By leveraging the power of AI, medical practitioners can relieve overburdened workloads and better prioritize the most critical cases. One important use case involves alarm fatigue, which has been exacerbated with so many patients entering hospitals with COVID-19. Alarm fatigue occurs when an excessive number of alerts meant to draw the attention of care staff to a patient become overwhelming, desensitizing staff and raising the risk that they will overlook a truly critical notification. AI can help sort through the cacophony of alarms, identifying the issues and resolving false alarms, even creating predictive analytics to show the nursing staff developing issues so that the most serious are managed first.

Harnessing AI for healthcare also does not mean that patients will lose the personalized experience and insight of a doctor’s care. In fact, AI can lead to more personalized care. AI can combine the needs of an individual patient with the largest body of knowledge of related cases. Tuned by the specific genetic makeup of the patient, AI can equip practitioners to provide the best type of personalized care. At a more basic level, when patients use mobile devices to read and communicate their blood pressure, heart functions and glucose levels, AI is a natural for analyzing those complex data.

AI can also allow doctors to spend more time getting to know individual patients by reducing non-patient activities. At its most basic level, AI can help better schedule doctors, nurses and other healthcare workers to accurately meet demand, leading to more one-on-one time with patients. AI and machine learning also help health management professionals handle resource flow and process in a way that simply can’t be accomplished without their capabilities. Again, during the COVID-19 pandemic, the logistical support provided by AI is not only important for its own sake; it also leaves more time for doctors to spend with patients.

Overall, AI provides doctors with additional tools to make them better equipped for what they do best – caring for their patients.

With a rapidly aging population, we must make the decisions and investments that allow us to democratize healthcare for all. AI is critical to doing that, and currently it is being harnessed to help understand and manage a major outbreak of disease. In addition to helping countries with advanced healthcare systems, AI could play an important role in addressing global healthcare inequities at the individual patient, health system and population levels.

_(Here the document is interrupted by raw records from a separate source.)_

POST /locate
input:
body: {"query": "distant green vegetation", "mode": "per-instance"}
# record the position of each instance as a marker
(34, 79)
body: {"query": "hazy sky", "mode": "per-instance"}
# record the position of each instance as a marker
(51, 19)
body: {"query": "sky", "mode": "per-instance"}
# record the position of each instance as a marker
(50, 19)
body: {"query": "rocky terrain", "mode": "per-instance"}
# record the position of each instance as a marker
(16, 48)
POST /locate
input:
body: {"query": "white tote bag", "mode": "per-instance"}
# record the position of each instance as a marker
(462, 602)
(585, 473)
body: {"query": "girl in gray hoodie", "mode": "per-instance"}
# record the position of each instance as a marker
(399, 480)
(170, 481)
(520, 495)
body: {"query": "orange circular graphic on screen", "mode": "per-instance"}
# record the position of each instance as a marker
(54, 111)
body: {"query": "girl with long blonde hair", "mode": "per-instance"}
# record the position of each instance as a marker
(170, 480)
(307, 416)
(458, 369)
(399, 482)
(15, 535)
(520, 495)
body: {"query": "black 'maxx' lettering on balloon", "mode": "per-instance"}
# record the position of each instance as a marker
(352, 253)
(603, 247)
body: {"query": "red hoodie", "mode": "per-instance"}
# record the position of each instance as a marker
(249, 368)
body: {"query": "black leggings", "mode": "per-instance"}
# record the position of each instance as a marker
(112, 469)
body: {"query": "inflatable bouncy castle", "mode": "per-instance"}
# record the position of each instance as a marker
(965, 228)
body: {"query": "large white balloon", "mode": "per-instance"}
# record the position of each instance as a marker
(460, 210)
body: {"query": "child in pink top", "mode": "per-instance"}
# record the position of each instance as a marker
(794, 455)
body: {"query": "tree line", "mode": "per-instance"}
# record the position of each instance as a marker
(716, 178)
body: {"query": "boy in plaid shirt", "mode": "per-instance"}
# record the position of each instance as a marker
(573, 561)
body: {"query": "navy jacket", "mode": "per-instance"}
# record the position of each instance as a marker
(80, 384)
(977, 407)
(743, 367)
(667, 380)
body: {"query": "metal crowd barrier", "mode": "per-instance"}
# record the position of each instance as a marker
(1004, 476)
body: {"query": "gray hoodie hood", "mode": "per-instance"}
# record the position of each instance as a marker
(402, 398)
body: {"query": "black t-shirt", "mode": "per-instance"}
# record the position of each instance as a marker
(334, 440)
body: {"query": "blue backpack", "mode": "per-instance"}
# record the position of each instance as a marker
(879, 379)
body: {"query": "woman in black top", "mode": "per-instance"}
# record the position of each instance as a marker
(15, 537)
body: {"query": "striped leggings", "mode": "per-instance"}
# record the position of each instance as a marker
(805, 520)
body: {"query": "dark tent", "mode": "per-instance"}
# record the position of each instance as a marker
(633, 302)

We often hear about world-class doctors and care teams at preeminent hospitals around the world, but the reality is that most people don’t have access to the best of the best. We must create a healthcare ecosystem where everyone has access to world-class care. AI can help make that a reality for all citizens of the world by leveraging a deep pool of data and providing evidence-based clinical decision support for doctors, therefore improving the level of care across the board.

To reach its full potential, AI needs the power of public-private partnerships and innovation. Most of all, AI needs data, and lots of it. Congress should consider requiring electronic health record vendors and healthcare providers to share data with health researchers using federated homomorphic encryption solutions. These encryption solutions can help while still preserving the privacy and cybersecurity of the underlying personal health information. Additionally, the Department of Health and Human Services should encourage health researchers to use the increased data provided by telehealth services to train AI software that can further improve both the telehealth services, but also other clinical care, healthcare operations, and research. New policies that support AI’s need for data will allow the healthcare industry to swiftly adopt a tremendous technology that is helping professionals offer better care – not replacing them in doing so.